Where do extra dimensions in gradient come from?

Question

The gradient of a scalar function $f\colon \mathbb{R}^n \to \mathbb{R}$ is a vector-valued function $\nabla f\colon \mathbb{R}^n \to \mathbb{R}^n$. Since applying a function can't increase information ($\nabla f$ can't contain information not in $f$), the $n$ dimensions in $\nabla f$ must not be independent -- they must be a relatively "diffuse" (or "redundant") representation of (a subset of) the information in $f$'s single dimension. Is this an accurate understanding?

If so, what is the pattern of dependency among the dimensions in $\nabla f$? That is, what constraints exist among them?

Several answers suggest that $\nabla$ "mixes in" information from the initial space $\mathbb{R}^n$, but I don't see precisely how that information (just a flat Euclidean topology, right?) is represented in $\nabla f$.

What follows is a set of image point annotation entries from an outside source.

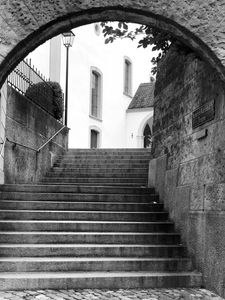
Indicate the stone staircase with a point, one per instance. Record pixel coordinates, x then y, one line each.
91 223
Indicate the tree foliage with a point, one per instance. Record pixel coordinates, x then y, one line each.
147 35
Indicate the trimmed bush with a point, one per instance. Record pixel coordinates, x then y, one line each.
49 96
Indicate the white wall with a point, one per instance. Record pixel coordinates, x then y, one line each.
135 124
89 50
40 58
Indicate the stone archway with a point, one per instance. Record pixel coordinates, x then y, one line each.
27 24
199 24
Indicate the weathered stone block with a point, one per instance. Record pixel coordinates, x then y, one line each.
170 189
215 197
152 173
181 210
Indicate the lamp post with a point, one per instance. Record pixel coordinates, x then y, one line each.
68 38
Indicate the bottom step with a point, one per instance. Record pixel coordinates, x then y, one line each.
102 280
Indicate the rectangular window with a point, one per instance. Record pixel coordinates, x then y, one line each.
127 77
95 96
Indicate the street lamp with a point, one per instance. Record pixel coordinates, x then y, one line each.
68 38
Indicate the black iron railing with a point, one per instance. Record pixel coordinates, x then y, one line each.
23 77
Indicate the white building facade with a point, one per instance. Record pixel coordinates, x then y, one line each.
102 82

One answer points out that $\nabla f$ localizes information that is nonlocal in $f$ -- I get that, but it seems more like a rearrangement of information within the dimensions of $\nabla f$ than a constraint across them -- after all, when $n=1$, no additional dimensions are required for the representation of $\nabla f$.

Moderators: if these edits aren't clear enough to remove the "hold" status, please comment as to what is unclear -- 3 answers have so far accurately interpreted what I was asking, I just haven't yet fully understood them and through comments/edits am trying to prompt refinements to be more complete and/or easier to understand.

Answer 1

Perhaps the following fact is what you are after:

Not every map $\mathbb R^n \rightarrow \mathbb R^n$ is the gradient of a function $\mathbb R^n\rightarrow\mathbb R$.

That is, even though the gradient "creates dimensions", as you put it, it is also constrained in its form, which sort of cancels out the new dimensions. For instance, in two dimensions, suppose we have a function $f(x,y)$ whose gradient is $(a(x,y),b(x,y))$. It can quickly be seen that $a_y(x,y)-b_x(x,y)=0$ given that $f_{xy}=f_{yx}$ (where the subscripts indicate partial derivatives). Thus, for instance, $(y,0)$ is not the gradient of any function since, if it were, the mixed partial derivatives wouldn't match. This can be generalized by considering exact differential forms and the exterior derivative, but I'll just leave those keywords if you wish to investigate further.

From this, we notice that, even though the gradient has two components, knowing one component already tells us almost everything we need to know about the other - if we know $a$, then we know that: $$b(x,y)=\left(\int_{0}^xa_y(x,y)\,dx\right)+c(y)$$ for some function $c$ - which is already reducing the amount of "missing" information from a function $b:\mathbb R^2\rightarrow \mathbb R$ to one merely $c:\mathbb R\rightarrow \mathbb R$. So, even though the gradient has a more complicated representation than the original function, not everything in the representation is independent, so there's no new information added.

Answer 2

The dimensions are already there. It's $\mathbb{R}^n$ after all. The fact that your function is mapping it onto $\mathbb{R}$ doesn't change the fact that there's plenty of information from every one of the $n$ directions. In fact, that's exactly what the gradient is revealing to you. It's not creating any dimensions nor is it creating any more information; it's just revealing the structure of how your function changes along the $n$ axes. So, in a sense, it's the other way around. It's not that the gradient is creating dimensions or information; rather, it's that your scalar function is compressing or hiding data, in a manner of speaking.

Answer 3

The gradient, aka, Jacobian of a map from $f: \mathbb R^n \rightarrow \mathbb R^m : f:(x_1, x_2,..,x_n) \rightarrow (f_1(x_1,..,x_n), f_2(x_1,x_2,..,x_n),...,f_m(x_1,x_2,..,x_n))$ is the $m \times n$-matrix $Jf: (Jf(i,j):= \frac {\partial f_i}{\partial x_j} )$

In that sense, it contains information from both the initial space and the target space.